Shakespeare not to be for US colleges
AS Shakespeare once wrote: “We have seen better days.”
The American Council of Trustees and Alumni has found that less than 8 percent of the nation’s top universities require English majors to take a course focused on Shakespeare.
The study, “The Unkindest Cut: Shakespeare in Exile 2015,” found that only four of the nation’s 52 highest-ranked universities and colleges by US News & World Report have a Shakespeare requirement.
Michael Poliakoff, policy vice president for the Washington DC-based council and lead author of the study, called the findings “a terrible tragedy.”
“It is with sadness we view this phenomenon.
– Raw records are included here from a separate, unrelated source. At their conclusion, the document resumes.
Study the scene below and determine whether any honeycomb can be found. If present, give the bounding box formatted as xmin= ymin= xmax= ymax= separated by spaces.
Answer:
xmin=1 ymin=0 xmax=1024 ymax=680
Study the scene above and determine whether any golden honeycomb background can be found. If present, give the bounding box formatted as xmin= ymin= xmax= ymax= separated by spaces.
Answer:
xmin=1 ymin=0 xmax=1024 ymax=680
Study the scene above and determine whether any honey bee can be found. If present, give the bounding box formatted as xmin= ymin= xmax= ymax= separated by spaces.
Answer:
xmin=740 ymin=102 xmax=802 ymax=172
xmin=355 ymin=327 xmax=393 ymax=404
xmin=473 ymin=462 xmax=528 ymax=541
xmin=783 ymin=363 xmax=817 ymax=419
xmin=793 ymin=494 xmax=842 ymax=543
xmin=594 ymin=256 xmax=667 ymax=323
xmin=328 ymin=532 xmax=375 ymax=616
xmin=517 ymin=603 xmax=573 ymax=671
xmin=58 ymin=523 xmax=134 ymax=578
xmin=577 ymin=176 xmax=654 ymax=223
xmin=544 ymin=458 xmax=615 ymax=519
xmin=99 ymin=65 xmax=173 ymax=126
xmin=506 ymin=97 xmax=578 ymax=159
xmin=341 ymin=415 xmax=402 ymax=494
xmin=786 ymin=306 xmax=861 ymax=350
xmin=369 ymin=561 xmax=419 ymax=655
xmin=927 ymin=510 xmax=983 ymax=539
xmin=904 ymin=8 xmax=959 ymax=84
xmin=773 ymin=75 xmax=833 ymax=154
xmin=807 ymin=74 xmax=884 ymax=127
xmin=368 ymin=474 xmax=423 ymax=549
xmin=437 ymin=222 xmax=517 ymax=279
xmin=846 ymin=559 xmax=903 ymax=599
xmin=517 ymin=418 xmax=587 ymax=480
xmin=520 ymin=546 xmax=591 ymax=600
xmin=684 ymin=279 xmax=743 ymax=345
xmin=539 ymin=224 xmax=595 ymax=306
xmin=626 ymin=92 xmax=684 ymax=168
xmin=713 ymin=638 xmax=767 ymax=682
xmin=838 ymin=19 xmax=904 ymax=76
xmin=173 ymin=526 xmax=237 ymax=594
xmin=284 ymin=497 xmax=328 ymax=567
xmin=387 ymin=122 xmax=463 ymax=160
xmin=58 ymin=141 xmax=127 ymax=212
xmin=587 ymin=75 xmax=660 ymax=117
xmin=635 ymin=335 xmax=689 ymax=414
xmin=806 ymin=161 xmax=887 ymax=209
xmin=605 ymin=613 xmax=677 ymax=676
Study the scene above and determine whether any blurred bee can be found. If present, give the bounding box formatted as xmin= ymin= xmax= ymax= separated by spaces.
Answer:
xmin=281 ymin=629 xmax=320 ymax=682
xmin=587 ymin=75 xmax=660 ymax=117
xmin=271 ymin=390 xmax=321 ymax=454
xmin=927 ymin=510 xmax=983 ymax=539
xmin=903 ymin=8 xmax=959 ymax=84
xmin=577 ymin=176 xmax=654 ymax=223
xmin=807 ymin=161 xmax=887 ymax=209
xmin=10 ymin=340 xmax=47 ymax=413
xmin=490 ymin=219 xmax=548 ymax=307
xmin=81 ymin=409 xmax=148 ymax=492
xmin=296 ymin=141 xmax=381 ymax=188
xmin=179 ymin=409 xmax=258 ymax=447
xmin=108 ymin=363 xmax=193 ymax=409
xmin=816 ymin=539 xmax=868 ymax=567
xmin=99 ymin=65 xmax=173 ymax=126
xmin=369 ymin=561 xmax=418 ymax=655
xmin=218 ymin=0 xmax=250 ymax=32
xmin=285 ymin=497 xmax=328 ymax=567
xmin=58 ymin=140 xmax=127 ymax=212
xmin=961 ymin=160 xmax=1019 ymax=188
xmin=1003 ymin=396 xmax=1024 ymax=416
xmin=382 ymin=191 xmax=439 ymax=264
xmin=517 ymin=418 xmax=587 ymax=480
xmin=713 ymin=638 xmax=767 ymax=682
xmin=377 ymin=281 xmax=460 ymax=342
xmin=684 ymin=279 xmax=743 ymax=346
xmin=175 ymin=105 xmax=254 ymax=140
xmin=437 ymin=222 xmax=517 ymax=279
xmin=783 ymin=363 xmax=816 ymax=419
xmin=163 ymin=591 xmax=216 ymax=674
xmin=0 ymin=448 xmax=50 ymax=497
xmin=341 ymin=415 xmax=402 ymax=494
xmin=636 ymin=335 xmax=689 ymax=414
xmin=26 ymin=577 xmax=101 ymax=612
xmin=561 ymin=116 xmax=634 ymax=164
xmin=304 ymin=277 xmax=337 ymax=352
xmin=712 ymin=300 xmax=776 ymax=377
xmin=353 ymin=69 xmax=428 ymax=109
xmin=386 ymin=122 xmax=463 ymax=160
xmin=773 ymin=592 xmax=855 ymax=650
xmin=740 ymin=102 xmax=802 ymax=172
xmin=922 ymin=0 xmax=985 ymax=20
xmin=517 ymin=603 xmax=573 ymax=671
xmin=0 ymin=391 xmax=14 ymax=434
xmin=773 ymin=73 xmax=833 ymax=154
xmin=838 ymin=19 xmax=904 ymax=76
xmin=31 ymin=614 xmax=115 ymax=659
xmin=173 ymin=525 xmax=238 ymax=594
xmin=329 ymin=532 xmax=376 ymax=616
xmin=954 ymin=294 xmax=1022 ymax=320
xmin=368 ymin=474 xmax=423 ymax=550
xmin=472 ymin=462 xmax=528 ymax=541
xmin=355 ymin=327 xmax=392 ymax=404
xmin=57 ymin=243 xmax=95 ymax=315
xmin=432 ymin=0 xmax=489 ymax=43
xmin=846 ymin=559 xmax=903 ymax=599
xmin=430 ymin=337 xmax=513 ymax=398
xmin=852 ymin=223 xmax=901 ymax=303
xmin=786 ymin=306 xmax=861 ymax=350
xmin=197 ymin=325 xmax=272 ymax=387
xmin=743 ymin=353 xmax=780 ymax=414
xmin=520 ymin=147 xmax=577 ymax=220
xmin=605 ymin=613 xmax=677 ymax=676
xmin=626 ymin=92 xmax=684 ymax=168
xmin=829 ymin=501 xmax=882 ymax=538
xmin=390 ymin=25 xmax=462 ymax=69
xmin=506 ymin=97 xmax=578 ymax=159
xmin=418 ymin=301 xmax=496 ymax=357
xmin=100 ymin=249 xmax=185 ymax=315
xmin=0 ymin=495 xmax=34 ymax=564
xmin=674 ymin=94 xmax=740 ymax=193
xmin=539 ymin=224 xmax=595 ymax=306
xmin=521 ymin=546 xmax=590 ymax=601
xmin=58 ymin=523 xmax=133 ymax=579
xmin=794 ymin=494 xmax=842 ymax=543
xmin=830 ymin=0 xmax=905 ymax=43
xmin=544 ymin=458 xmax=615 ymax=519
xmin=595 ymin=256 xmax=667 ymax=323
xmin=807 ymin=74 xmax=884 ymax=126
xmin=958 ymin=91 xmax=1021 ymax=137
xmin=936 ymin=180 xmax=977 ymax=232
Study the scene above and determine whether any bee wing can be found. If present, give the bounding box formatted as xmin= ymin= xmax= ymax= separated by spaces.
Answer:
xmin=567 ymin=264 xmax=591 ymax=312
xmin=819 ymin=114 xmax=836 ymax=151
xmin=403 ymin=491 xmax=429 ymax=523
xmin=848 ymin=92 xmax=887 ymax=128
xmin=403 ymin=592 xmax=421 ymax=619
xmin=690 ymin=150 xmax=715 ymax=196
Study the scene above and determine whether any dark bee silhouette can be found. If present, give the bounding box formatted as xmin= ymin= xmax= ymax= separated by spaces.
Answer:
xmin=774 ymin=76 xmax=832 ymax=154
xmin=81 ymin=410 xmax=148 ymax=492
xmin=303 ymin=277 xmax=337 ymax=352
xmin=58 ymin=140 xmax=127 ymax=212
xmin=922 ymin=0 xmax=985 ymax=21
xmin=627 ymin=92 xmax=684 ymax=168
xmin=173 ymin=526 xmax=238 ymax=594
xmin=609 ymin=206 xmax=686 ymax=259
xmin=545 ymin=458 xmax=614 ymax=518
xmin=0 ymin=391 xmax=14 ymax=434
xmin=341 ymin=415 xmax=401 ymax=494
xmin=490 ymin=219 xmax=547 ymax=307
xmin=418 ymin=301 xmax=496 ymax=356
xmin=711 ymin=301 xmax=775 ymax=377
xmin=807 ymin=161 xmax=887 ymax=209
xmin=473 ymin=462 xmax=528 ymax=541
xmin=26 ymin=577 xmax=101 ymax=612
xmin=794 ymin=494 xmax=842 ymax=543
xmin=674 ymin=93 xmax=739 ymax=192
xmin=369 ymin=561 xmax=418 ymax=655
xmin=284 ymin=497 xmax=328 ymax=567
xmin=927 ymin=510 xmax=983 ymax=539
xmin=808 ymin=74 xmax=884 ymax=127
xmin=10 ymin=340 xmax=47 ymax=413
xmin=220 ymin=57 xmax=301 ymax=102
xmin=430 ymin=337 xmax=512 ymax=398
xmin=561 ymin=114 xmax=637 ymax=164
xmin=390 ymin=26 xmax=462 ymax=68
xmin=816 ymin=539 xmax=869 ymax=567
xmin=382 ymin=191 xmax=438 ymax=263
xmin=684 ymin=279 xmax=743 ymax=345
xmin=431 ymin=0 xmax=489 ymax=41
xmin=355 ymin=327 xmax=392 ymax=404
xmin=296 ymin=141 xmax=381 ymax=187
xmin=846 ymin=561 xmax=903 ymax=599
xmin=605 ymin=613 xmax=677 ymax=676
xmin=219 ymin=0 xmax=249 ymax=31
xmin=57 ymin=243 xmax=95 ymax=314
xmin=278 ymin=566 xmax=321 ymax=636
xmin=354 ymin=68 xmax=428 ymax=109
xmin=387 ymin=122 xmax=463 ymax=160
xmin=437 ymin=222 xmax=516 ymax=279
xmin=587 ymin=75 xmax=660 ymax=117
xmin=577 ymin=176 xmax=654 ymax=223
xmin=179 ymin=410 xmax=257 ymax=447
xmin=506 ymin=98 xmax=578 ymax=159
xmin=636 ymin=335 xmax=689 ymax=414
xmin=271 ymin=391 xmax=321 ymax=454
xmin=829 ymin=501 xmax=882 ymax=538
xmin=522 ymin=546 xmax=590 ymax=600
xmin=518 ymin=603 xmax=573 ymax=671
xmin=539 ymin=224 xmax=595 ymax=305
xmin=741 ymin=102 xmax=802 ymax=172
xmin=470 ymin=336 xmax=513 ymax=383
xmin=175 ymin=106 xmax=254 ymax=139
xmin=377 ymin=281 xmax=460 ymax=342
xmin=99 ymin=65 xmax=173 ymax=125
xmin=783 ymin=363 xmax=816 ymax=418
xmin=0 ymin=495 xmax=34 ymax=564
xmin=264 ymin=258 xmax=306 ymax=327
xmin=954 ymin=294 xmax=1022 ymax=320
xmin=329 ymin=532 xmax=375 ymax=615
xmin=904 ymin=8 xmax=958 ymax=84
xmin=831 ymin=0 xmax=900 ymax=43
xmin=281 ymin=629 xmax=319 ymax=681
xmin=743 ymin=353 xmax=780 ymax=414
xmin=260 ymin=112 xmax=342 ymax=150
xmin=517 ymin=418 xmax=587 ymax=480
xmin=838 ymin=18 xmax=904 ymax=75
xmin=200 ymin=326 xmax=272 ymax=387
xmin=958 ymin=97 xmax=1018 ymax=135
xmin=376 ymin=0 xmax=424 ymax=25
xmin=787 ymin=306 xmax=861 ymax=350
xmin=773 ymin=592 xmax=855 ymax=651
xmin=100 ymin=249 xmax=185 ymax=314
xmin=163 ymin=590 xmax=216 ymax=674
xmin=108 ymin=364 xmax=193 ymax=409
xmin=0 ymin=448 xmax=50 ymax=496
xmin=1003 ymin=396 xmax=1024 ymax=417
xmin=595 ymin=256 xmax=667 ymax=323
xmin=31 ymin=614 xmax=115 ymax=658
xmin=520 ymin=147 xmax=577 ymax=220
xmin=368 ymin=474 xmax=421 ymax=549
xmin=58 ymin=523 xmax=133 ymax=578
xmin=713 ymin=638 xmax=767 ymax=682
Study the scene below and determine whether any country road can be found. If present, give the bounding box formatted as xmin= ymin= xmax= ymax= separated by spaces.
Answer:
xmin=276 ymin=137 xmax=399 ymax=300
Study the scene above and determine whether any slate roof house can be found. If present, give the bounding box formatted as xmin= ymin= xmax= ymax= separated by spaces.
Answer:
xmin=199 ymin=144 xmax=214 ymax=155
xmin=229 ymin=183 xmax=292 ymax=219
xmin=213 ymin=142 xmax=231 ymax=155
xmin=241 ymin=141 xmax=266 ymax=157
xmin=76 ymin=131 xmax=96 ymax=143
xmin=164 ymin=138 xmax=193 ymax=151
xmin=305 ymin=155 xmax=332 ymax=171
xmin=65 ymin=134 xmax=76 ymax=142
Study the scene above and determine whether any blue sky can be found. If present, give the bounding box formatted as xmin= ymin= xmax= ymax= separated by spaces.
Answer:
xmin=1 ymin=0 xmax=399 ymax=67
It really does make us grieve for the loss to a whole generation of young people who would look to a college or university for guidance about what is great and what is of the highest priority,” he said.
The report was released on Thursday on the anniversary of what is believed to be Shakespeare’s birthday in 1564. It came a day after the musical “Something Rotten!” opened on Broadway that mocks The Bard as a rump-shaking word thief.
The schools that still require study of the Bard are Harvard, the University of California-Berkeley, Wellesley College and the US Naval Academy.
The report said English majors are often future English teachers and many will graduate without studying in depth the language’s greatest writer.
“The Bard, who is the birthright of the English speaking world, has no seat of honor,” the report said.
“A degree in English without serious study of Shakespeare is like a major in Greek literature without the serious study of Homer.”